José de la Paz Pérez /
Había una vez en un pequeño pueblo de México, llamado San Alegría, donde las montañas se cubrían de niebla al amanecer y el olor a cempasúchil inundaba el aire cada noviembre.
Allí vivía la pequeña Sofía, una niña curiosa de grandes ojos y alma inquieta. Desde hacía semanas, veía a su abuela y a su mamá preparar una ofrenda en casa: llenaban una mesa con fotos de familiares, veladoras, pan de muerto y calaveritas de azúcar, mientras Sofía las observaba sin comprender del todo.
Una noche, mientras las estrellas brillaban en el cielo, la abuela de Sofía la llamó y la llevó al altar. "Mira, Sofía," le dijo, "hoy te voy a contar la historia del Día de Muertos."
La abuela comenzó a relatar que en México, desde hace muchos siglos, las personas celebran este día no para llorar a quienes ya no están, sino para recordarlos con alegría. "Nuestros seres queridos nunca se van del todo," explicó, "y cada año, en estos días, regresan a visitarnos."
Sofía escuchaba con los ojos abiertos de par en par. "¿Pero cómo abuelita?", preguntó, maravillada.
"Pues ellos siguen el aroma de las flores de cempasúchil, que brillan como el sol para guiarlos. Ven las velas encendidas en las casas y saben que aquí los esperamos. Nosotros les ponemos sus comidas favoritas en el altar, su pan de muerto y el agua, porque vienen cansados de un largo viaje."
Mientras escuchaba a su abuela, Sofía imaginaba a su bisabuelo Pedro, a quien nunca conoció. Su mamá le había contado que él era un hombre alegre y muy sabio, que siempre usaba un sombrero ancho y sonreía de lado. “¿Crees que venga el bisabuelo?”, preguntó.
“Sí, corazón. Él viene porque le gustaba reír y estar con la familia, y sabe que aquí le recordamos con cariño.
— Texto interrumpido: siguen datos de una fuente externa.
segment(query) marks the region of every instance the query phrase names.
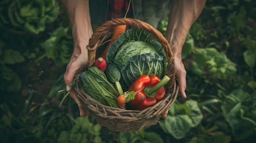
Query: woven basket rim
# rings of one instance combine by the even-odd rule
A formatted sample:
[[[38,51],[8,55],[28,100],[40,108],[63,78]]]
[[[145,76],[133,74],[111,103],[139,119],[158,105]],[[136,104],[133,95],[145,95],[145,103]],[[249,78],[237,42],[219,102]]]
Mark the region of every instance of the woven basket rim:
[[[154,106],[142,111],[126,110],[103,105],[86,94],[78,79],[80,74],[93,66],[96,57],[97,50],[100,47],[99,45],[103,43],[111,35],[112,32],[111,30],[113,27],[117,25],[123,24],[144,29],[150,32],[163,46],[167,57],[168,75],[171,80],[167,84],[166,98]],[[80,69],[76,73],[73,82],[73,89],[82,103],[84,109],[95,117],[100,125],[107,126],[110,130],[116,131],[139,130],[144,126],[156,124],[159,119],[160,115],[168,110],[176,100],[178,93],[179,86],[176,84],[175,79],[174,58],[172,52],[164,35],[149,24],[139,20],[128,18],[115,19],[107,21],[92,35],[87,48],[89,62],[88,65]],[[140,127],[138,124],[139,125],[142,121],[144,124]],[[147,121],[148,123],[147,123]],[[144,122],[146,123],[144,123]],[[134,125],[133,126],[131,125],[130,128],[127,126],[126,126],[125,128],[119,127],[122,126],[124,123],[134,123]],[[136,126],[139,126],[135,127]]]

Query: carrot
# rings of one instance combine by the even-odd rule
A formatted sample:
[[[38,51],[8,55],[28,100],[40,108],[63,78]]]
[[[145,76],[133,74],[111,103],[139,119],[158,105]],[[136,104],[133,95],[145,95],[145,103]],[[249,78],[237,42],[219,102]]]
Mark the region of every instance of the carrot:
[[[130,5],[131,0],[130,0],[130,2],[129,2],[129,5],[128,5],[128,8],[127,9],[127,11],[126,11],[126,13],[125,15],[124,15],[124,18],[126,18],[126,15],[127,15],[127,13],[128,13],[128,11],[130,9]],[[118,39],[118,37],[119,36],[121,35],[123,33],[125,32],[125,30],[126,29],[126,25],[117,25],[115,27],[114,29],[114,32],[113,32],[113,35],[112,35],[112,37],[111,37],[111,39],[112,40],[109,42],[108,45],[103,51],[103,52],[101,53],[101,55],[99,57],[102,57],[104,59],[106,58],[106,56],[107,55],[107,53],[108,52],[108,48],[110,45],[114,43],[114,42],[116,41],[117,39]]]
[[[114,32],[111,37],[112,40],[110,41],[108,45],[106,46],[104,51],[99,56],[99,57],[102,57],[103,59],[106,59],[106,56],[107,55],[107,52],[108,50],[109,46],[112,43],[116,41],[118,39],[119,36],[121,35],[123,33],[125,32],[125,30],[126,29],[126,25],[120,25],[116,26],[114,29]]]

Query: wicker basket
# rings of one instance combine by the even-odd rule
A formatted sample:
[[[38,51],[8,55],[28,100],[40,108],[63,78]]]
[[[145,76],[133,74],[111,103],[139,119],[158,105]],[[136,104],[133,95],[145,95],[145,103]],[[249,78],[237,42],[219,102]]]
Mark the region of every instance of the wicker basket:
[[[142,111],[126,110],[104,106],[85,93],[79,84],[79,75],[92,66],[97,57],[103,44],[112,35],[114,27],[117,25],[126,24],[130,27],[144,29],[150,32],[160,42],[164,49],[168,61],[168,75],[171,80],[167,84],[166,98],[154,106]],[[138,20],[131,18],[115,19],[104,23],[92,34],[87,46],[89,62],[88,66],[79,70],[75,75],[74,89],[83,104],[83,108],[93,115],[100,125],[109,130],[121,131],[138,131],[145,126],[155,125],[161,114],[168,110],[175,101],[179,87],[176,84],[174,68],[174,57],[170,46],[162,34],[149,24]]]

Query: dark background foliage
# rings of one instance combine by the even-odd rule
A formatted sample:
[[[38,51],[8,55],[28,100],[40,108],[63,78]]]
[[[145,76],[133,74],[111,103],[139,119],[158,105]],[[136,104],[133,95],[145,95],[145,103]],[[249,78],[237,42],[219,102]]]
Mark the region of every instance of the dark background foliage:
[[[255,142],[255,13],[254,0],[207,0],[182,51],[187,99],[178,97],[155,125],[116,132],[79,117],[66,96],[73,40],[60,2],[2,0],[0,141]],[[167,20],[158,28],[164,34]]]

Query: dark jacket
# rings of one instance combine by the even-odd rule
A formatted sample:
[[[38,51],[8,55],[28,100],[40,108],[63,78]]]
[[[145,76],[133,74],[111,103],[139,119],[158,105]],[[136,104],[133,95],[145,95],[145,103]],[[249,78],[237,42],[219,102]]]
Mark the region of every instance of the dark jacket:
[[[107,0],[89,0],[90,15],[93,29],[105,22],[108,7]],[[156,28],[170,12],[171,0],[132,0],[134,18],[147,22]]]

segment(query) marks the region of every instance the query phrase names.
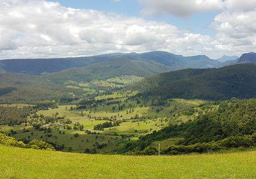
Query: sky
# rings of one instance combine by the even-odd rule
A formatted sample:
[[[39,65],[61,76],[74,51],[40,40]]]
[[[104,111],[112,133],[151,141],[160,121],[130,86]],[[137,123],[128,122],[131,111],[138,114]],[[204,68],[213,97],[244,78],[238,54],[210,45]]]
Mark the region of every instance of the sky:
[[[0,59],[255,47],[256,0],[0,0]]]

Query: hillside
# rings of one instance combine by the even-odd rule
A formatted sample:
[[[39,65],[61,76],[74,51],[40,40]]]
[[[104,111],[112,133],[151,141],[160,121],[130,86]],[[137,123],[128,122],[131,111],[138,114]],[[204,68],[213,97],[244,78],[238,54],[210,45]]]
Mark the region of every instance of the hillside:
[[[232,65],[241,63],[256,63],[256,53],[249,52],[242,54],[242,56],[235,60],[230,60],[222,63],[222,66]]]
[[[256,66],[241,64],[211,69],[187,69],[148,77],[133,89],[144,97],[210,100],[255,97]]]
[[[251,137],[249,136],[256,134],[255,107],[255,99],[236,98],[202,105],[202,109],[208,109],[207,113],[200,113],[195,120],[190,118],[191,120],[185,123],[178,125],[171,123],[162,130],[141,137],[139,141],[126,145],[125,150],[134,151],[138,148],[142,150],[154,141],[169,138],[182,139],[176,144],[185,146],[202,143],[209,143],[209,144],[212,145],[211,143],[218,142],[214,144],[214,147],[219,145],[220,148],[214,148],[214,151],[220,150],[221,148],[227,150],[255,146],[255,139],[249,139]],[[250,140],[252,140],[251,142],[248,142]],[[202,152],[205,152],[203,150]]]
[[[149,71],[148,71],[148,69],[147,68],[145,69],[140,68],[139,72],[136,72],[136,74],[140,74],[141,76],[148,76],[152,73],[158,74],[163,72],[188,68],[209,68],[220,65],[220,63],[218,61],[211,59],[205,56],[184,57],[166,52],[157,51],[143,54],[116,53],[81,58],[5,59],[0,61],[0,68],[2,68],[2,71],[4,70],[9,73],[29,75],[58,72],[76,67],[87,66],[92,70],[93,70],[93,68],[95,68],[94,70],[96,70],[97,66],[100,65],[108,66],[109,63],[115,65],[118,65],[118,61],[116,61],[116,59],[131,61],[132,63],[130,64],[132,65],[131,66],[131,68],[134,68],[133,73],[132,71],[122,72],[122,75],[125,75],[127,73],[134,74],[134,72],[136,71],[138,65],[151,66]],[[140,61],[140,63],[138,64],[138,61]],[[115,63],[117,63],[116,64]],[[152,71],[152,66],[154,65],[156,68]],[[80,72],[79,73],[81,73],[83,70],[84,70],[83,73],[88,73],[86,71],[88,68],[79,68],[78,70]],[[111,69],[109,70],[111,70]],[[141,70],[143,70],[141,71]]]
[[[95,79],[106,79],[125,75],[146,77],[169,70],[168,66],[154,61],[115,58],[108,63],[72,68],[45,75],[44,77],[56,82],[67,81],[88,82]]]
[[[1,178],[238,179],[256,175],[255,151],[161,157],[75,154],[3,146],[0,151]]]
[[[226,61],[228,61],[230,60],[236,60],[237,59],[239,59],[239,58],[238,56],[223,56],[221,58],[219,58],[218,59],[216,59],[217,61],[223,63],[223,62],[226,62]]]
[[[0,73],[0,102],[54,100],[68,95],[62,85],[40,77]]]

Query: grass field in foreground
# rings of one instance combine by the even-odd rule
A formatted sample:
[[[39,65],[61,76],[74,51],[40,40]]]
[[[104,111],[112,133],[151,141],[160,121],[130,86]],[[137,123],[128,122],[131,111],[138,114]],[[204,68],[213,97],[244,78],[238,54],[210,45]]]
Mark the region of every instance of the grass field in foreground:
[[[250,179],[255,178],[255,151],[134,157],[0,146],[0,178]]]

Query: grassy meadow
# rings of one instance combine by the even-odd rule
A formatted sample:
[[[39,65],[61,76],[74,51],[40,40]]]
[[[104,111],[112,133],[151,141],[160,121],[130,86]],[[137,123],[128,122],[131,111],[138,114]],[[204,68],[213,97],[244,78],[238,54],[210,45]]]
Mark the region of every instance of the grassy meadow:
[[[137,157],[0,146],[0,178],[253,179],[256,176],[255,151]]]
[[[115,96],[114,96],[115,95]],[[120,99],[121,97],[121,104],[125,103],[127,97],[124,94],[114,93],[109,95],[111,99]],[[109,96],[99,96],[100,98],[109,98]],[[168,102],[168,105],[162,107],[157,111],[157,106],[150,106],[150,105],[137,104],[136,102],[128,101],[127,104],[130,104],[131,107],[123,110],[113,110],[113,107],[117,108],[116,104],[109,105],[99,105],[96,107],[85,109],[75,109],[76,105],[59,105],[58,108],[49,109],[48,110],[39,111],[38,115],[43,114],[44,116],[64,117],[72,121],[71,129],[63,128],[63,126],[58,126],[56,123],[51,124],[50,128],[52,131],[50,134],[45,131],[40,131],[33,127],[31,125],[26,125],[24,123],[17,126],[0,126],[0,130],[10,132],[13,130],[17,134],[13,134],[17,139],[38,139],[45,140],[58,145],[63,145],[64,151],[73,152],[84,152],[86,149],[93,149],[96,143],[100,144],[106,144],[106,146],[99,150],[99,153],[116,153],[118,150],[123,148],[124,145],[130,140],[137,140],[139,137],[147,134],[152,133],[154,130],[159,130],[167,126],[170,123],[179,123],[193,120],[195,118],[196,113],[193,115],[186,116],[179,114],[180,111],[190,108],[198,107],[198,105],[205,102],[199,100],[184,100],[172,99]],[[25,104],[18,105],[24,106]],[[10,105],[17,106],[15,104]],[[177,114],[175,117],[173,114]],[[138,115],[140,117],[147,117],[144,120],[131,120]],[[108,121],[104,120],[95,119],[95,118],[115,118],[116,120],[126,119],[120,125],[104,128],[103,130],[94,130],[94,126]],[[74,123],[80,123],[84,125],[83,130],[74,130]],[[88,134],[85,132],[90,130],[95,132],[96,134]],[[79,136],[74,137],[76,134]],[[49,136],[51,134],[51,136]],[[122,135],[126,135],[125,137],[122,137]],[[173,144],[173,142],[164,141],[163,146]]]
Además,” añadió la abuela con un guiño, “le encantaba el mole que hacemos especialmente para él.”
Sofía empezó a sentir que el Día de Muertos no era sólo una celebración, sino un reencuentro, un momento especial donde la distancia entre los vivos y los que se habían ido desaparecía por un instante.
La abuela continuó contándole que esta tradición venía de los antiguos pueblos indígenas, quienes creían que la muerte no era el final, sino sólo otra etapa de la vida.
"Así es como cada uno de los elementos del altar tiene un significado", dijo la abuela señalando la mesa decorada. "Las fotos nos recuerdan sus rostros; el agua les quita la sed; las flores de cempasúchil les muestran el camino; y el copal, ese humo que huele tan especial, es para purificar el ambiente y ayudarlos a llegar."
Conmovida, Sofía se sentó frente a la ofrenda, observando cada detalle. Esa noche, cuando todos se retiraron a dormir, ella se quedó allí un ratito más, segura de que sentiría la presencia de su bisabuelo. Cerró los ojos y, en el silencio, casi pudo oír una risa lejana, una risa profunda y alegre. Quizá, pensó, era el bisabuelo Pedro que había llegado y estaba contento de ver que no lo habían olvidado.
Desde ese Día de Muertos, Sofía entendió que no importaba cuánto tiempo pasara: mientras ella recordara con amor a los que ya no estaban, seguirían vivos en su corazón y, cada año, volverían a visitarla para compartir esa mágica y alegre tradición que sólo el amor familiar podía crear.
Así, en San Alegría, como en todos los rincones de México, la tradición del Día de Muertos siguió viva, pasando de generación en generación, llenando las noches de noviembre de luz, risas y recuerdos. Y Sofía, siempre que colocaba una flor de cempasúchil o encendía una vela, sabía que estaba abriendo las puertas a esos seres queridos que nunca dejarían de regresar.